Here’s the part that matters if you sign the checks. Industry analysts have been passing around a simple comparison that reframes the whole thing: an administrative task that costs roughly $30 an hour in human labor can run through an AI browser agent for pennies once you’ve already paid for the subscription. I’m not sharing that to suggest anyone fire their assistant — most small teams I know are drowning, not overstaffed. The point is that the math on busywork just changed. The hour you spend reconciling invoices or chasing a return label is no longer an hour you’re required to spend.

The adoption numbers tell you this isn’t hype. According to the SBE Council’s 2026 survey, about 68% of US small businesses now use AI regularly, and the typical one is juggling a median of five different tools. Businesses that lean into automation report saving 20 to 30 hours a week. That’s not a productivity tweak — that’s most of a full-time role’s worth of hours reappearing in a five-person company.

But more tools is not the same as more progress, and this is where I’d gently push back on the “just adopt everything” energy floating around. The thing separating businesses that get real value from the ones with an expensive pile of subscriptions isn’t how many tools they have. It’s integration depth. The research keeps landing on the same conclusion: agents that plug directly into the systems you already run — your Shopify store, your Stripe payments, your calendar, your email, your shipping platform — deliver dramatically more than clever tools sitting off to the side in their own tab. A chatbot that can draft a customer reply is mildly handy. An agent that can read the order in Shopify, check the payment in Stripe, generate the return label, and email the customer — that’s the version that actually gives you your afternoon back.

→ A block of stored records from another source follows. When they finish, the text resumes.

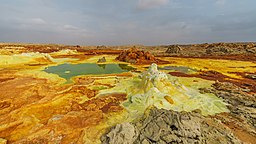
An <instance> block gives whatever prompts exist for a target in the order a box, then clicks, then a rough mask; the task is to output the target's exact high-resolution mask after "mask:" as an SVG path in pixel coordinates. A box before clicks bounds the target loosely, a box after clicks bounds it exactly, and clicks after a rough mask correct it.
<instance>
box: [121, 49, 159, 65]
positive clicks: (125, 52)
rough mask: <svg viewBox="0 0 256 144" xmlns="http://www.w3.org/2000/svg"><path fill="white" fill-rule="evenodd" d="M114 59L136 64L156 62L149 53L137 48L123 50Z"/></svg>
mask: <svg viewBox="0 0 256 144" xmlns="http://www.w3.org/2000/svg"><path fill="white" fill-rule="evenodd" d="M116 59H117V60H119V61H123V62H128V63H136V64H144V63H146V64H147V63H153V62H157V59H156V58H155V57H154V56H153V55H152V54H151V53H149V52H144V51H142V50H138V49H137V48H131V49H128V50H124V51H123V52H121V53H120V54H119V56H118V57H117V58H116Z"/></svg>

So if you want one concrete thing to try this week, here it is. Pick the single most annoying recurring task in your operation — the one you’d pay almost anything to never do again. For a lot of shop owners that’s order reconciliation, or formatting the weekly numbers, or answering the same five customer questions for the hundredth time. Open agent mode in whichever assistant you already pay for, connect it to the one system where that task lives, and ask it to do the whole thing end to end, not just draft a piece of it. Watch what it gets right and where it stumbles. You’ll learn more about what’s genuinely possible from one real attempt than from a month of reading roundup articles like, well, this one.

The honest caveat: these agents still make mistakes, and handing a tool the keys to your store and payments deserves a careful first pass, not blind trust. Start with low-stakes, reversible tasks. Watch before you delegate. The businesses that win here won’t be the ones that move fastest — they’ll be the ones that figure out exactly which decisions are safe to hand off and which ones still need a human who knows the customer’s name.

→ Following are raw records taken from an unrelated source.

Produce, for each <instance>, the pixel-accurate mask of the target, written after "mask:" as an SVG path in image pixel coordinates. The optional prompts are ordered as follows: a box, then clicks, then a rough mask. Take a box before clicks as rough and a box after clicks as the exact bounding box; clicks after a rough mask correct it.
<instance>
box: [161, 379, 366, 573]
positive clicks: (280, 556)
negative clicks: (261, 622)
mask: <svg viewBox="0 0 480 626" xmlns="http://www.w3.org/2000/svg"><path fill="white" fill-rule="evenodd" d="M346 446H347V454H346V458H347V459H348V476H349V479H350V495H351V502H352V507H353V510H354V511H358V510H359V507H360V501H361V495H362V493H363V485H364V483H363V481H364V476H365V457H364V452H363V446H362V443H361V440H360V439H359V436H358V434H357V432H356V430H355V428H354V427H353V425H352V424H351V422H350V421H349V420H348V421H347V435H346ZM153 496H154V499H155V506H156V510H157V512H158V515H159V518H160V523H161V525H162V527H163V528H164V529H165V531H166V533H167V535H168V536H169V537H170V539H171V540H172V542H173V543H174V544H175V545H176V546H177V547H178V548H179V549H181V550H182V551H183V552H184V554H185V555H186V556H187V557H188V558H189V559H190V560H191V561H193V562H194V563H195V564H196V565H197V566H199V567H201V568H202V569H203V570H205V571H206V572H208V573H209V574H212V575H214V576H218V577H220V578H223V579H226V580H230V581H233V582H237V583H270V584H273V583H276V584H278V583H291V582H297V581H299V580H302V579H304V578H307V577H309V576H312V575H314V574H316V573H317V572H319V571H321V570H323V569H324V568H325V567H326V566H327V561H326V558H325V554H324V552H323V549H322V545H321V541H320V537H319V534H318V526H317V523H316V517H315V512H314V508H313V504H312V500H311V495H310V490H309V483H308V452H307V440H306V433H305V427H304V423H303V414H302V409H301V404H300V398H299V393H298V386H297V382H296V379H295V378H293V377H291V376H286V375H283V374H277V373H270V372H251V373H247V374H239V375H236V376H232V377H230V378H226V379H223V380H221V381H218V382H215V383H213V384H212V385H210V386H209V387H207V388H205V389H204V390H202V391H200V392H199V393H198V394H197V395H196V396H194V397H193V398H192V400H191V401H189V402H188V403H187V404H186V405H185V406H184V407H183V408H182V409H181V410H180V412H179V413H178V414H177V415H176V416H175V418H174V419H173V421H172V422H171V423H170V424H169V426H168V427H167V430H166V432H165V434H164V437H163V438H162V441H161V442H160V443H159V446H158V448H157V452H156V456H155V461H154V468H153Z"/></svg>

Which raises the question I keep turning over lately. For the last few years the competitive edge went to whoever could do the work fastest. If the work itself is increasingly something software just handles, then the edge moves somewhere else — to taste, to judgment, to the relationship, to knowing which thing was worth doing in the first place. So the question worth sitting with isn’t “what can I automate?” It’s “when the busywork is gone, what’s the part of my business only I can do?”